Only for the duration of your login, and only for that specific character. That also only works in games, and doesn’t prevent them from annoying you in other ways besides using chat. It also doesn’t prevent them from saying things about you to others or in public chats.
They don’t look at singular reports 99.99% of the time anymore.
False, it’s because GMs don’t actually look into low-threshold reports and go through their tickets by some tier system.
Then both should be acted upon, instead of ignoring both either way in this scenario.
Considering the in-game popups have only recently started, that’s a clear lie or you made a ticket and got a copy-paste response without actually knowing if anything was done.
Wrong, see classic. Has nothing to do with ‘realm specific’ and has to do with behavior going unchecked most of the time and online behavior changing in general.
If you are violating the ToS then Blizzard is not going to do anything. That’s the reality of things. you’re using an apple/orange arguement.
In my experience, when someone is being rude/mean/bully/or whatever, people respond in kind. If you do that and then report them, nothing is going to be done because you are also violating the ToS. I can only provide you with my experiences with the reporting system. The bottom line is the fact that you have the option of muting the person if they are annoying you. Either you use it or you don’t. It is up to you.

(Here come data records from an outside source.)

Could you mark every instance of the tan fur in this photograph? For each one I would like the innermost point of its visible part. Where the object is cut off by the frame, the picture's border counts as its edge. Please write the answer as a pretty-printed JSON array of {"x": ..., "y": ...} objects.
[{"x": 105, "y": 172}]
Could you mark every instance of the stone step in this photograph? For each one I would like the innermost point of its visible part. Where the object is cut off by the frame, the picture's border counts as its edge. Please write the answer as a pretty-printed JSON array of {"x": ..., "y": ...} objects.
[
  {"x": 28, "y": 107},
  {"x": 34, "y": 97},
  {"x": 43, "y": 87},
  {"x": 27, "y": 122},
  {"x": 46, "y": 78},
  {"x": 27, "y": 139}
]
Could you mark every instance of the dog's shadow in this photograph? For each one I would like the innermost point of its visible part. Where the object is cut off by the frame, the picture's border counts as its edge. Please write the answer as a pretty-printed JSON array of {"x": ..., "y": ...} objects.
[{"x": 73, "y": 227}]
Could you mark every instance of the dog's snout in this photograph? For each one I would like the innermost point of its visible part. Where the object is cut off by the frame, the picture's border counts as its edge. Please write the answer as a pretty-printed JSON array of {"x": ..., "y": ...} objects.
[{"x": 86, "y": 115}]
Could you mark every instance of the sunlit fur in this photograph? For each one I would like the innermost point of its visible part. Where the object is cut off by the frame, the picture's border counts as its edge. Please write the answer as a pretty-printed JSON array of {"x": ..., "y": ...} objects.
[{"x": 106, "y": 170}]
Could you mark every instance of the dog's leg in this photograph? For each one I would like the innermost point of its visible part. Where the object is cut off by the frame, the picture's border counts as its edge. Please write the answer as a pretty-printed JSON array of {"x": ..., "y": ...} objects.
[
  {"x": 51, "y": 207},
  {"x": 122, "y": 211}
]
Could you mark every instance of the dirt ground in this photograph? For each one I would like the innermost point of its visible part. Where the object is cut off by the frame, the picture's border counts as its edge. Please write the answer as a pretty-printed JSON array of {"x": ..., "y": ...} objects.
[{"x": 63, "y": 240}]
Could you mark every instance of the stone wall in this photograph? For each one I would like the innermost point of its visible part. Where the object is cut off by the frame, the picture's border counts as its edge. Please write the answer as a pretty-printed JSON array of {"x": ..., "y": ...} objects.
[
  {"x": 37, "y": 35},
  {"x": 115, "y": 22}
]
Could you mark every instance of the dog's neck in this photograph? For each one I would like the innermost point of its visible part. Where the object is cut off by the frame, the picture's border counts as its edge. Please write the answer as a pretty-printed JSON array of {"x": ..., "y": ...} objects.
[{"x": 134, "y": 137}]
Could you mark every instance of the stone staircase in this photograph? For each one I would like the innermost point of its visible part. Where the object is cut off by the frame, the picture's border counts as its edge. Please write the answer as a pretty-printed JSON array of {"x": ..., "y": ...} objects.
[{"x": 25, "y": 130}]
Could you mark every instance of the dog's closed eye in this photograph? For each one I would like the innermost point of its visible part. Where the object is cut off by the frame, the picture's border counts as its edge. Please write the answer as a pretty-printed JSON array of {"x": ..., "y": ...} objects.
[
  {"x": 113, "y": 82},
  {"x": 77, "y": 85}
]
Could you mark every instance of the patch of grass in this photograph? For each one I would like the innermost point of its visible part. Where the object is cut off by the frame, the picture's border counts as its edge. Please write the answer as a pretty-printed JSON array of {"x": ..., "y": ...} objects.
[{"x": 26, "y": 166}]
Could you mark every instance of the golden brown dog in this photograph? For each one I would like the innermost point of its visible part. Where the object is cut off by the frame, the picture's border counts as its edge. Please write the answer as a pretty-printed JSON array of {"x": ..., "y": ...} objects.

It’s not really an apples and oranges argument, because it’s the same thing. If you break a rule, then report someone else breaking a rule, and the authorities find out that you have been breaking the rule as well, it does not cancel out the other person’s rulebreaking. Since both parties have broken the rules, both parties are at fault.
Right, but at that point, you’re having a conversation. Just set people like that to ignore. Nothing good can out of arguing with people like that.
And Blizzard is not going to help people who also violate their ToS. Clean hands are needed.